I've also had friends speak highly of the Panaracer Paselas . https://www.westernbikeworks.com/product/panaracer-pasela-protite-27-tire.


----------



## sm2501 (Nov 18, 2021)

Here are some 27" tires that I sell on ebay. Contact me directly here if interested-

https://www.ebay.com/itm/293774796407?campid=5335809022https://www.ebay.com/itm/304075581903?campid=5335809022
Scott


----------



## Eric Amlie (Nov 18, 2021)

Another vote for the Panaracer Paselas.
I'm using them almost exclusively now.
They're affordable, and I think they're great.
I generally use the 1 1/8" width rather than the 1 1/4".


----------



## Rivnut (Nov 18, 2021)

It all boils down to the ISO number.


----------



## davek (Nov 18, 2021)

Must be odd bike shops, in Ft Collins we have a shop that stocks these tire all the time. I know another shop owner who will order in all you want to pay for


----------



## Rivnut (Nov 18, 2021)

For an in depth look at bicycle tires and sizes, Google “Sheldon Brown bicycle tire sizing system.” More info than you’d think would be available about bicycle tires.


----------



## SirMike1983 (Nov 18, 2021)

One other thing I should mention: the low-end 27 x 1-1/4 tires are particularly uncomfortable to ride on anything but the smoothest road. They roll slower than you think and they tend to allow for some harsh riding qualities if you hit a rut or hole. One of the best things you can do for yourself in the 27 x 1-1/4 size is to upgrade to mid-grade tire. The Panaracer Pasela is a good choice, but if you like the Schwalbe or another mid-range brand, that's fine too. The ride will be much-improved over cheap 27 x 1-1/4 tires. And it requires no permanent modification to your bike - just a swap of tires.


----------



## Vicious Cycle (Nov 18, 2021)

I have gum-wall 27x1-1/4 tires by CST that look very close to the original Schwinn tires, I use them on Varsity, Continental, and Colegate, ride well and look right. $48 / pair delivered in USA

PM me if I can help.


----------



## vincev (Nov 19, 2021)

Amazon has all kinds of them at various prices. Maybe find an old lightweight Schwinn at a garage sale for the tires if they are any good


----------



## sbarner (Nov 20, 2021)

Vicious Cycle said:


> I have gum-wall 27x1-1/4 tires by CST that look very close to the original Schwinn tires, I use them on Varsity, Continental, and Colegate, ride well and look right. $48 / pair delivered in USA
> 
> PM me if I can help.



I would vote for the CST. While I love Paselas, a skinwall tire is just wrong for a Varsity. My first 10-speed was a '69 Varsity and I think it came with blackwalls, which would have been the Breeze. I wrenched for a Schwinn dealer through most of the '70s and, as I recall, Varsities came with gumwall Puffs for most of that time. I disliked the Puff at the time, as it was hard to seat properly, but Schwinn did a good job of matching it to the bike. The Suburban, Varsity and Continental were designed to be rugged, long-lasting, yet affordable bikes. There was nothing about them that I could see that was intended to make them exciting to ride. The CST is a well-made, affordable tire, and I've had some that had a layer of rubber over the sidewall, similar to the original Schwinn tires. The CSTs are definitely a cut above the Puff in performance. Unlike the Paselas, they won't cost more than the bike is worth.

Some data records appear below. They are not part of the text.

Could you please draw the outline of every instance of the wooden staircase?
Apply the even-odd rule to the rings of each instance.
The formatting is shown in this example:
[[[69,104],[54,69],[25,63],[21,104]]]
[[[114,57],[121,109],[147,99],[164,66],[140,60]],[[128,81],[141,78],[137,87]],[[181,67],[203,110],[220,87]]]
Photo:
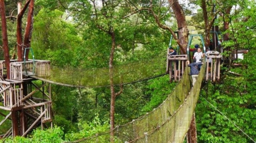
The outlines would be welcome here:
[[[37,64],[36,62],[31,61],[11,61],[10,79],[5,79],[5,62],[0,61],[0,70],[0,70],[0,101],[2,102],[0,103],[0,116],[2,116],[0,118],[0,129],[8,119],[12,122],[10,129],[4,134],[0,135],[0,138],[10,136],[24,136],[35,128],[41,126],[43,129],[46,122],[50,122],[52,125],[51,93],[45,91],[45,89],[51,91],[50,85],[48,83],[36,85],[33,82],[36,79],[29,77],[36,75],[36,72],[40,75],[49,75],[50,62],[42,61],[38,62]],[[46,68],[42,68],[44,67]],[[9,113],[5,115],[2,113],[3,111],[9,112]]]

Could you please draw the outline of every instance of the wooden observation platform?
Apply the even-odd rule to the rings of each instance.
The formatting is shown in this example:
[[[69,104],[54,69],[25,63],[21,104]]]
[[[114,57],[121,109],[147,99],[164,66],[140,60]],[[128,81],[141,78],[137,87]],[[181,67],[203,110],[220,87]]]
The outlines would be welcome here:
[[[30,77],[49,76],[50,64],[47,61],[11,60],[10,79],[6,79],[6,64],[0,61],[0,127],[9,127],[7,130],[1,128],[0,138],[24,136],[40,125],[42,129],[47,125],[52,127],[50,85],[35,83],[37,79]]]

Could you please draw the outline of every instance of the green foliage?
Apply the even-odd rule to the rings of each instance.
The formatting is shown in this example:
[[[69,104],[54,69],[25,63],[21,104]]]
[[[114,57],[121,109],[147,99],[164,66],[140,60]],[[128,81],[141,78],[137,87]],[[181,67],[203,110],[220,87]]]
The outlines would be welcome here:
[[[145,94],[150,97],[150,101],[142,109],[144,114],[157,107],[163,102],[175,87],[176,83],[170,83],[169,75],[151,80],[147,87]]]
[[[78,123],[79,133],[71,133],[65,135],[66,140],[75,141],[94,135],[96,133],[102,132],[109,129],[109,120],[102,121],[98,118],[98,114],[95,114],[94,120],[91,122],[82,121]],[[102,141],[103,141],[104,140]]]
[[[17,136],[13,140],[9,138],[3,141],[6,143],[62,143],[64,133],[60,128],[54,127],[53,129],[48,129],[42,130],[41,129],[33,131],[33,136],[28,138]]]
[[[196,110],[198,141],[249,142],[250,139],[231,122],[249,136],[256,136],[253,129],[256,100],[251,93],[255,89],[247,88],[248,92],[245,93],[248,84],[243,77],[227,75],[223,81],[215,85],[209,83],[201,92]]]

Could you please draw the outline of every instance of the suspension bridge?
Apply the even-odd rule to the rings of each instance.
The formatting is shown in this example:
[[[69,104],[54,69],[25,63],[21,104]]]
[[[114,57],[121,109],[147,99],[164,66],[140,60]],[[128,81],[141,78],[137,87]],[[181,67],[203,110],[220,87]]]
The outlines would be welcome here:
[[[115,84],[129,84],[165,74],[165,57],[158,56],[159,59],[114,68]],[[51,93],[47,95],[44,89],[45,87],[51,91],[50,86],[45,86],[47,83],[83,87],[109,85],[108,68],[74,70],[51,66],[50,63],[41,60],[12,61],[11,63],[11,79],[1,78],[0,80],[0,93],[4,101],[4,105],[0,106],[0,109],[9,111],[4,116],[5,118],[0,125],[11,116],[13,123],[2,137],[12,135],[24,136],[33,127],[38,125],[38,123],[43,129],[44,123],[51,122]],[[2,75],[6,74],[5,64],[4,61],[0,63],[4,70],[1,71]],[[172,92],[160,106],[145,115],[125,125],[116,126],[112,130],[70,143],[110,142],[111,138],[115,143],[182,143],[189,129],[201,84],[205,76],[207,65],[203,64],[192,87],[188,74],[189,69],[186,65]],[[32,82],[35,79],[46,83],[38,86]],[[24,82],[27,85],[24,86]],[[34,91],[32,86],[35,87]],[[36,91],[42,93],[40,98],[32,96]],[[25,117],[33,117],[33,120],[30,123],[24,121]],[[18,120],[14,122],[15,118],[18,117]],[[22,127],[18,123],[21,123]],[[114,132],[113,137],[110,136],[111,132]]]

Shops stock what sells and if there is little demand for a size or product, it's likely a poor investment for the shop to keep it on the shelf. I know of no advantage that the 27" has over the 700C. The difference in radius is only around 3/8".  On the other hand, with so few people still riding sewups (myself excluded), the previous advantage the 700C had in being the same diameter as a tubular rim is no longer applicable. Still, the 27" was always a relic of a bygone era, after the world more or less standardized on the French A, B, & C sizes. 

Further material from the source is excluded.